L'autel est disposé, sur le modèle chrétien, au fond de la pièce afin que le "grand prêtre" de l'Humanité soit tourné vers son auditoire. Il se rapproche très fortement, dans sa conception, de l'autel de la chapelle jouxtant les fonts baptismaux de l'Église Saint-Paul Saint-Louis. Au-dessus de la corbeille de fleurs du fronton, on peut lire une invocation de Dante dans la Divine Comédie: « Vergine Madre, Figlia del tuo Figlio ! »[13]. Sur le bas, figure le vœu de Thomas a Kempis dans L'Imitation de Jésus Christ: « Amem te plus quam me nec me nisi propter te »[14].

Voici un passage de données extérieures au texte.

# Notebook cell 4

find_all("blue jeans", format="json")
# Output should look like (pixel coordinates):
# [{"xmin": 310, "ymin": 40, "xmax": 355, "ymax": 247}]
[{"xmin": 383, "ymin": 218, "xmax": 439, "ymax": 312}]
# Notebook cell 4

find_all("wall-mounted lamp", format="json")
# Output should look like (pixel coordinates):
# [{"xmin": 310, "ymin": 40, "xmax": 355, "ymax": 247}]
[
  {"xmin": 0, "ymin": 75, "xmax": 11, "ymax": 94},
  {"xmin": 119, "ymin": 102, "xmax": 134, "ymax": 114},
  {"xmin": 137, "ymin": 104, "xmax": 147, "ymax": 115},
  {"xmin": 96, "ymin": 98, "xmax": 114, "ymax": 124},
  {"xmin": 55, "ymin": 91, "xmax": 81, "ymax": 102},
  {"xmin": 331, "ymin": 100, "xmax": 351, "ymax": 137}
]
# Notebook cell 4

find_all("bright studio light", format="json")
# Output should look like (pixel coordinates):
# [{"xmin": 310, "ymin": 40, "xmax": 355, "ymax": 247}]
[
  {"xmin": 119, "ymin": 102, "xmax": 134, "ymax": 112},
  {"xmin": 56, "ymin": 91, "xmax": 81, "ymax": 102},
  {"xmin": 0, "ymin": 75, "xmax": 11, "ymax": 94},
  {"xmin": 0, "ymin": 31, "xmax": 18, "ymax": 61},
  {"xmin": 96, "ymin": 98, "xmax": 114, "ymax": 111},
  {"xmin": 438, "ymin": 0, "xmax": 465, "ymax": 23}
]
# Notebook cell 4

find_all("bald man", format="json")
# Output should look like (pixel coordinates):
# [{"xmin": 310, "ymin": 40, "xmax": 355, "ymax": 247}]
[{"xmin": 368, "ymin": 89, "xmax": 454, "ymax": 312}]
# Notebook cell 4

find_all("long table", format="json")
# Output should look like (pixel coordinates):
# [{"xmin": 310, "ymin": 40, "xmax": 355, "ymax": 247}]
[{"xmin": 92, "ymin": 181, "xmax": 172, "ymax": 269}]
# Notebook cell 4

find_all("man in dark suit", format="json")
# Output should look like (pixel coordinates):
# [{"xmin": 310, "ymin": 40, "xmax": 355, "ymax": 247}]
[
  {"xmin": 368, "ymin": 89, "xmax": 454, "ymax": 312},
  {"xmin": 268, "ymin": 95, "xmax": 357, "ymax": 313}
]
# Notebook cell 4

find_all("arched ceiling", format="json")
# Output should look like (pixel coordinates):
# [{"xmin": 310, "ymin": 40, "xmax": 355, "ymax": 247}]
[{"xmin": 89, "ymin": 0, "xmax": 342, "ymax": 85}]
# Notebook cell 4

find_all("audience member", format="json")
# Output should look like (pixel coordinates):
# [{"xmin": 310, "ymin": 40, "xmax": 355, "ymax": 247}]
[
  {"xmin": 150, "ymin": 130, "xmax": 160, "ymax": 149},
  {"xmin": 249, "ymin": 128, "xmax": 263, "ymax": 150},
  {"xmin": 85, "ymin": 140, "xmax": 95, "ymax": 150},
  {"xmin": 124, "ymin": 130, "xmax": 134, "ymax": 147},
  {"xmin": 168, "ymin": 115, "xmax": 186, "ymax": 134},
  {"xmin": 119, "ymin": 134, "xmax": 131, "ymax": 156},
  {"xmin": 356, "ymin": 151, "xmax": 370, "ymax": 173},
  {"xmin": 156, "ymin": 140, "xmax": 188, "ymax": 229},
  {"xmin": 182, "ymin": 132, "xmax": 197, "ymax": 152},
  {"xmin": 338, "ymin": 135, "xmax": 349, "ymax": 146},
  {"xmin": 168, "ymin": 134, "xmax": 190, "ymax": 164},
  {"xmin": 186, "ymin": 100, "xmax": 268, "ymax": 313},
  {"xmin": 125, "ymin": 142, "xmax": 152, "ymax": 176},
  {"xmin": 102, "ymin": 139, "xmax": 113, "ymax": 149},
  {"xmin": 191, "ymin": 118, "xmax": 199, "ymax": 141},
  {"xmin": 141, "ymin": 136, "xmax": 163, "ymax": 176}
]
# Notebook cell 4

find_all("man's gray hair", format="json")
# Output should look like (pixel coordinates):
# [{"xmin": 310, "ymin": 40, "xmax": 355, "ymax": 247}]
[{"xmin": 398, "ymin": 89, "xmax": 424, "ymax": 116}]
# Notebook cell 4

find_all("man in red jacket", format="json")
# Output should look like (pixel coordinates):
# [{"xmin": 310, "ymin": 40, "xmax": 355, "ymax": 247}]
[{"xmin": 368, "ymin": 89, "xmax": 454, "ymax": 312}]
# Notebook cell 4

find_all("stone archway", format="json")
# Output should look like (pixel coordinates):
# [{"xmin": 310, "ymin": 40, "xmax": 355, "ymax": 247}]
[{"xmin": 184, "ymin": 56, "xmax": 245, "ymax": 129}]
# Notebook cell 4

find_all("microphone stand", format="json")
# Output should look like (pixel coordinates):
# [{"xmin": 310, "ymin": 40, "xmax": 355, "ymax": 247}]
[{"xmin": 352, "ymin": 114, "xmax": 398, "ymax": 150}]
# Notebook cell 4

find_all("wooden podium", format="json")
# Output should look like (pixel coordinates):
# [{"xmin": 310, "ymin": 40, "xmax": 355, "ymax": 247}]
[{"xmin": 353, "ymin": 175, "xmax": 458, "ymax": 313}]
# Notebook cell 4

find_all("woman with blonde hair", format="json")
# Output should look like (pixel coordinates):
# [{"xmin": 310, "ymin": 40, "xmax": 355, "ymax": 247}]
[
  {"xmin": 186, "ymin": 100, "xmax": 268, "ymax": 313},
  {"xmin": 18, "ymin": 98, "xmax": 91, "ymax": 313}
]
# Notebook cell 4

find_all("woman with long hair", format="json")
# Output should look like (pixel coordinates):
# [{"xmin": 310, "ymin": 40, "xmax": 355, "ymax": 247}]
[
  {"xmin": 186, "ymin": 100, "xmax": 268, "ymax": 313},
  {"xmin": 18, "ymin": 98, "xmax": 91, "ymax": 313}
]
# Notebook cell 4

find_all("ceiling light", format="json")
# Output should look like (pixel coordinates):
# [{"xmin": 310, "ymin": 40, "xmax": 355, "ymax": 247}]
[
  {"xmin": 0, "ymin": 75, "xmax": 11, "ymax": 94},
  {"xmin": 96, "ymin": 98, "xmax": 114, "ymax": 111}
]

Le panneau central contient, nous l'avons vu, le tableau de l'Humanité personnifié par Clotilde de Vaux. Dernière particularité de cet autel, un tabernacle qui se trouve à la base du triptyque. À l’origine figurait, conformément au testament de Comte, un coussin en cachemire blanc portant une citation du philosophe en caractères verts: « On ne peut pas toujours penser mais on peut toujours aimer ». Ce coussin supportait un exemplaire du Testament d'Auguste Comte, une corbeille de fleurs artificielles, la Divine Comédie de Dante, L'imitation de Jesus Christ et un exemplaire du Catéchisme positiviste de Comte.

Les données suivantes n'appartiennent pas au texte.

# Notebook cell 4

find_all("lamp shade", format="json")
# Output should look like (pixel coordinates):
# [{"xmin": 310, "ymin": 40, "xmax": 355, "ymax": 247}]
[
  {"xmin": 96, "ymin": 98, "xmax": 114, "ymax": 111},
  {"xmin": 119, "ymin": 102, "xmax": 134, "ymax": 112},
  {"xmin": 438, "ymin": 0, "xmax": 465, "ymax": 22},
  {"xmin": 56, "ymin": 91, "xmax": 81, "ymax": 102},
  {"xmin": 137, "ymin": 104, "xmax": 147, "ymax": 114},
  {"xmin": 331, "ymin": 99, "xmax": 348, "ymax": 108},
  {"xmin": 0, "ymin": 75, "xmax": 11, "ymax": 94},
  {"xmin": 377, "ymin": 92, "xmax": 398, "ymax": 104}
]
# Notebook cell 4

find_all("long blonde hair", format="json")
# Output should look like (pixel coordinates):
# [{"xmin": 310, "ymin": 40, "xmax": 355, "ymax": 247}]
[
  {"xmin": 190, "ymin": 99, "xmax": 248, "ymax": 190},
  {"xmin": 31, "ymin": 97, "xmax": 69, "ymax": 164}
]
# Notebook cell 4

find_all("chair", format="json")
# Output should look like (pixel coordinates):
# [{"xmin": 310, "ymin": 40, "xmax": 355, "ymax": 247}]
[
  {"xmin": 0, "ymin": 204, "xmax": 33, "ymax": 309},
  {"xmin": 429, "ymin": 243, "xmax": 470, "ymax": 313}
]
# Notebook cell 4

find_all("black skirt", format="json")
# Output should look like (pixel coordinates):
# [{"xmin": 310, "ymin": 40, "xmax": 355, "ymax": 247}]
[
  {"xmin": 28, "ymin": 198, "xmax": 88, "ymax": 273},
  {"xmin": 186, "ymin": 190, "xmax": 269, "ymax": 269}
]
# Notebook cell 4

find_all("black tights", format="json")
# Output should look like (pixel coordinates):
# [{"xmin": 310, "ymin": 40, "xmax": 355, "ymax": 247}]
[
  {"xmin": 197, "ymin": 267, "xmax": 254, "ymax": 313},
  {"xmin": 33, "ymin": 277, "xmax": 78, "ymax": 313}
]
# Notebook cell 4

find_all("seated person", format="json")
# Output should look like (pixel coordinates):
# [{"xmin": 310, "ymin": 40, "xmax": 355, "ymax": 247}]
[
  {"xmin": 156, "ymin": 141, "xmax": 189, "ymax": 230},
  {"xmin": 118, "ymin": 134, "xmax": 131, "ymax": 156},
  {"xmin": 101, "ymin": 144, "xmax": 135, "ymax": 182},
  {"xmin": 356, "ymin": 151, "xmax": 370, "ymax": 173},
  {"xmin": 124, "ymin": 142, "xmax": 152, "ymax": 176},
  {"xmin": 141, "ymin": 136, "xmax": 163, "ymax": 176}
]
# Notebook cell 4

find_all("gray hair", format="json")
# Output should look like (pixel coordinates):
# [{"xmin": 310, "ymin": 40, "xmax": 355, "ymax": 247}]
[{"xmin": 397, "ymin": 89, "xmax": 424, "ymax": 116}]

Le chœur est séparé de la nef par un degré surmonté d'une balustrade gothique. Près des deux fenêtres, sur les murs à hauteur de l'autel, on trouve deux plans de Paris: l'un date de la mort de Clotilde de Vaux (1846), l'autre de la mort de Comte (1857). La présence de ces deux plans rappelle à quel point il était important pour Teixeira Mendes d'avoir installé ce premier lieu de culte français dédié à la religion de l'Humanité au cœur même de la capitale, non seulement parce qu'il s'agissait d'un endroit intimement lié à Clotilde et donc au fondateur du positivisme mais en ce qu'elle constitue une preuve de plus de l'attachement des positivistes à la symbolique parisienne inhérente à leur doctrine. Paris devait devenir d'après Comte la métropole centrale du positivisme, véritable « ville sainte » de la future République occidentale.

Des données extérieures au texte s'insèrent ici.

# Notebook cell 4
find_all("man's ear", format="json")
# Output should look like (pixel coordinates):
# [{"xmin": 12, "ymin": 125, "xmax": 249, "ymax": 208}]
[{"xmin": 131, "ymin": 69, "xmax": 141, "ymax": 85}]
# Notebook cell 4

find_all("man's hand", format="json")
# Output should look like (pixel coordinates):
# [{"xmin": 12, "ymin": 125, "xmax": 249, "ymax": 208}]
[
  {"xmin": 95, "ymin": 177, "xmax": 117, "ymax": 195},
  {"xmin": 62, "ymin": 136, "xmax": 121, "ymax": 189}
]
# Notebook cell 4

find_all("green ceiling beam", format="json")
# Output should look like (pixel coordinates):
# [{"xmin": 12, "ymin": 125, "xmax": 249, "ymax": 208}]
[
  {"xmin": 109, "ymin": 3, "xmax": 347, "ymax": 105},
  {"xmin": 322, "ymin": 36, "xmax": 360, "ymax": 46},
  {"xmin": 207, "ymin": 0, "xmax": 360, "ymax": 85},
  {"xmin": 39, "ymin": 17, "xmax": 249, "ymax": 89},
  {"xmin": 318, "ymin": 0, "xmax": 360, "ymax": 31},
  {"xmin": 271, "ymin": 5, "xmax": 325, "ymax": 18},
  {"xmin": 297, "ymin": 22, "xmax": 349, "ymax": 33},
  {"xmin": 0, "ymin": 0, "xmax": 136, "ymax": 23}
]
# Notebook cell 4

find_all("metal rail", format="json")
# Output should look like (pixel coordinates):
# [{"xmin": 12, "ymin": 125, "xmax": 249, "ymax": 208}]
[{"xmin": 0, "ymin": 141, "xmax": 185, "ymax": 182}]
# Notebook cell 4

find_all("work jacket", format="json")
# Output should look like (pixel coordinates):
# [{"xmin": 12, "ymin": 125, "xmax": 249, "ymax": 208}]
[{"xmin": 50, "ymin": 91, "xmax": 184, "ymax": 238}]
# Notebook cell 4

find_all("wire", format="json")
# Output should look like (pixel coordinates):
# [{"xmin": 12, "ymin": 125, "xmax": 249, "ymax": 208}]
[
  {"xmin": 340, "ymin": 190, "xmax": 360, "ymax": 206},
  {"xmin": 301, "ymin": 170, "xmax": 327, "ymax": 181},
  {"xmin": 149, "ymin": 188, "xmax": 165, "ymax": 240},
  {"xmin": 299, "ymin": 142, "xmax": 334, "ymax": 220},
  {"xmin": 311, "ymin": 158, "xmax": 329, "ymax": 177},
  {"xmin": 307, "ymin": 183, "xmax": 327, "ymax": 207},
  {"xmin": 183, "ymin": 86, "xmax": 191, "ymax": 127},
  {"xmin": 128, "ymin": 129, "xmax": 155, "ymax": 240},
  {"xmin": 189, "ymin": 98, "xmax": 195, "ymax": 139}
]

Inauguration et utilisation de la chapelle

La chapelle de l'Humanité est inaugurée le [15]. Cette cérémonie se voulait, avant tout, religieuse puisque débutant par une « invocation » au nom de l'Humanité et se poursuivant par une « commémoration » au cours de laquelle est rappelée l'origine de la religion d'Auguste Comte[16]. Toutefois, dès 1906, la volonté d'ouvrir la chapelle à un maximum de visiteurs et de curieux constitue un objectif avoué : « Ce modeste sanctuaire est destiné [...] à placer, dans cette très sainte métropole, le positivisme à portée de tous, spécialement des âmes prolétaires, surtout féminines[17] ». Cette volonté passe par une ouverture quotidienne du lieu, ce qui semble être le cas, au moins durant la première année de son existence puisque Mendes souligne régulièrement les difficultés financières que cela engendre. Une gardienne se charge d'accueillir les visiteurs. À la fois lieu de pèlerinage et de propagande, la chapelle devait également servir de lieu de rassemblement et d'union des « véritables » positivistes (sous entendu, religieux), au moment où les scissions déchirent la Société positiviste de Paris et où le mouvement se trouve miné par d'intenses luttes intestines.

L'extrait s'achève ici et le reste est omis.